Run the CATM pipline

cd test/s210/catm

simply run "catm"

catm

This will take 1-5 minutes, depending on the number of available CPUs. If the program runs successfully, it will output several different formats, and we will examine the results.

Run the TM pipeline

cd ../tm

simply run "tm" command, and this should only take a few seconds given the tiny size of the tomogram

tm

After template matching, you can run a postprocessing script to filter particles by distance and remove clashing particles. The results will be mapped back to the tomogram. You can also specify the cutoff for cross-correlation coefficients, which by default are set to 0.2 and 0.3.

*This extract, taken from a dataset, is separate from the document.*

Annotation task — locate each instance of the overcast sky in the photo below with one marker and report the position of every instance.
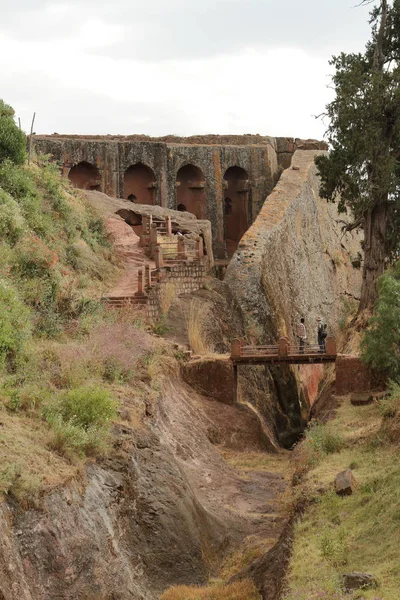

To clean the particles based solely on distance (traditional method), run:

python plot_and_clean_results.py

Alternatively, to clean particles by distance and also remove steric clashes, use the following command. The cleaned file will be saved with the *rc.mrc suffix:

python plot_and_clean_results_remove_clash.py

Examine the results

The easiest way to look at the results is using 3dmod or ChimeraX

cd ..
3dmod catm/inputs/s210.test1.wi8Apx.mrc catm/results/s210.test1.catm.models.mrc  tm/results/s210.test1.tm_*.mrc

As you may have observed, there are nucleosomes stacked within the crowded tomogram that are accurately assigned by CATM, but not by TM. In the vicinity of the coordinates [25, 10, 17], two nucleosomes are stacked in a face-on view. This is illustrated in the [CATM vs TM movie], where TM results in incorrect orientation or an incorrect particle count, whereas CATM successfully assigns both nucleosomes. This is also true for the tacked nucleosomes with side-on view around [10,24,18] and [7,19,12]. It is important to note that the recall of CATM is dependent on the pre-assigned coordinates, and we exclude the particle too close to the edges of the tomogram. The angles for template matching are generated via randomly samping on 3D sphere, so you might expect small difference in results for each run.